Links for 22.05.2007

Filed under: advertising, links, marketing — Simone @ 10:45 pm

You do’t own your brand, your customer does
Chris at The Social Customer Manifesto writes a quick and simple post on how social media is challenging the way marketers acted for decades. While I don’t agree on some points, I found this very inspiring:

If the customer truly is in control as a result of the advent of social media, the most important thing to do is to actually engage in transparent, authentic conversation.

Google adds Hot Trends [via the Google Operating System]
Google added a useful tool to the already cool Google Trends. It basically lets you see the 100 queries that had the biggest evolution in a certain day.

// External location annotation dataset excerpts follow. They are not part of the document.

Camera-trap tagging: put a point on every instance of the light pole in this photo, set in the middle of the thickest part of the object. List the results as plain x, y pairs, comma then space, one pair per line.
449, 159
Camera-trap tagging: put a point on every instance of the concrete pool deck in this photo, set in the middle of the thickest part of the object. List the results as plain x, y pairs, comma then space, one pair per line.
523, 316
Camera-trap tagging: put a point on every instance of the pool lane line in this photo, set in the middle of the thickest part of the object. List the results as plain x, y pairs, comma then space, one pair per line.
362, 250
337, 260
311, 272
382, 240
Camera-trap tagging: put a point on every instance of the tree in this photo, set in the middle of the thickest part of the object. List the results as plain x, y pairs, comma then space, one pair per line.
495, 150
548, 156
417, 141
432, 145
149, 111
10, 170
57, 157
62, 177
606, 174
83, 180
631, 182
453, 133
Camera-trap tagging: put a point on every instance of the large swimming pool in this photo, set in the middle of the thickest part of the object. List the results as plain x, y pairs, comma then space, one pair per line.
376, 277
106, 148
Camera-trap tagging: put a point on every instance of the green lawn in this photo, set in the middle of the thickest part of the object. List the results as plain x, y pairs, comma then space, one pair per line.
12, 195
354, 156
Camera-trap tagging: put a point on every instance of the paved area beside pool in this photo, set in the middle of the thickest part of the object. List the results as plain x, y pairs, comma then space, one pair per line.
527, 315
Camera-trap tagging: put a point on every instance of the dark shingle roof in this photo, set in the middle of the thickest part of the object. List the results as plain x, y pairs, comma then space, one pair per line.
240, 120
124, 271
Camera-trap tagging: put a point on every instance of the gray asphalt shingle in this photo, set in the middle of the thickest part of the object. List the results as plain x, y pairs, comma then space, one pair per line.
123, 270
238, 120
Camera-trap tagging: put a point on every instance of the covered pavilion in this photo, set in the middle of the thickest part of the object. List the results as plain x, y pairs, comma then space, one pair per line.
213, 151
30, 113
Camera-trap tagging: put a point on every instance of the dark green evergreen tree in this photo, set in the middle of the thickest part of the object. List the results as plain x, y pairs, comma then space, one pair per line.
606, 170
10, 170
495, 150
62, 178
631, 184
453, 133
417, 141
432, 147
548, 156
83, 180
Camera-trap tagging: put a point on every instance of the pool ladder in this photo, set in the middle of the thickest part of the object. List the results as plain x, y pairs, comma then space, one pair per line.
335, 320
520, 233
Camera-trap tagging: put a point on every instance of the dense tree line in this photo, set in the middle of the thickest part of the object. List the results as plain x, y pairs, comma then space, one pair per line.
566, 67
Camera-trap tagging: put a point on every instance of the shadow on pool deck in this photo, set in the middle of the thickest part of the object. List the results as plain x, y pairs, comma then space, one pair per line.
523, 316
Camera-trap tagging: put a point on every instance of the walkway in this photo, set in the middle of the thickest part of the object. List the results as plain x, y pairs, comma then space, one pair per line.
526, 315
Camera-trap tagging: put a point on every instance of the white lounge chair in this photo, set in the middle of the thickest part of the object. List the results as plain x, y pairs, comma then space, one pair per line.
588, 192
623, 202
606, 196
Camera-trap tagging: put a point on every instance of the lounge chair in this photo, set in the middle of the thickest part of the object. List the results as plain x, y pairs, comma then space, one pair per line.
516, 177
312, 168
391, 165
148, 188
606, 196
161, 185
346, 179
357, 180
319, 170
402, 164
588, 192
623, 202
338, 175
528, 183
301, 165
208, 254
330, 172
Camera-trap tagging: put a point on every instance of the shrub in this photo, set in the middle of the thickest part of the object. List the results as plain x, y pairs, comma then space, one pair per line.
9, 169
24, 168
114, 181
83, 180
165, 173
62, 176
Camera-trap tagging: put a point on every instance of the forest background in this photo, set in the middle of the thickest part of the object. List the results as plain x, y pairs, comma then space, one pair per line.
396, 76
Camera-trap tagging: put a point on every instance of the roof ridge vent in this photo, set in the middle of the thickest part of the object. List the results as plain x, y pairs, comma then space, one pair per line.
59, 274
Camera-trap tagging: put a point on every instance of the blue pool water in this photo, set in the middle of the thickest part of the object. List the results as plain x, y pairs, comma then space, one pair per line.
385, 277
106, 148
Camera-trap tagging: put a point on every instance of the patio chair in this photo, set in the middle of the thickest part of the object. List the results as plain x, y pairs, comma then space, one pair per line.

For now data are only showing US searches but other countries should follow shorlty.

[More] or (Less)
Seth Godin suggests that human beings have an innate character flaw that makes them to always want more of something, not less. I kind of agree beacuse we tend to see things in positive (ie I want more spare time, not less working time).

How to change the world: Ten (nine) questions with Anastasia Goodstein
Interesting thoughts on how teenagers feel about new technologies

Joost opens to everyone
Nice review from Last100. I’ve been in the beta testing for a while. Choice is still limited and quality so-so. I’d buy choice over quality anyway, so no wonder I didn’t really fall in love with it.

AdAge post on new Pepsi ad
While it’s just part of the campaign (and Bob Garfield doesn’t like the inconsistency) I like the approach of the BBDO commercial for Pepsi:

Consider this 30-second spot, in which a wry voice-over — atop crude, hand-lettered onscreen type — “boasts” about new consumer-preference results: “In a recent survey, diet-cola drinkers were asked, ‘Which diet cola has more cola taste?’ Fifty-six percent picked Diet Pepsi over Diet Coke. That means everybody. OK, almost everybody. Mostly everybody. Fine, a little more than half of everybody. Diet Pepsi, the choice of a little more than half of everybody.”

What can you do to start a discussion when you’ve been seriously and competitive for decades? Just like in a pub, I guess that relaxing and making fun of yourself is not a bad idea.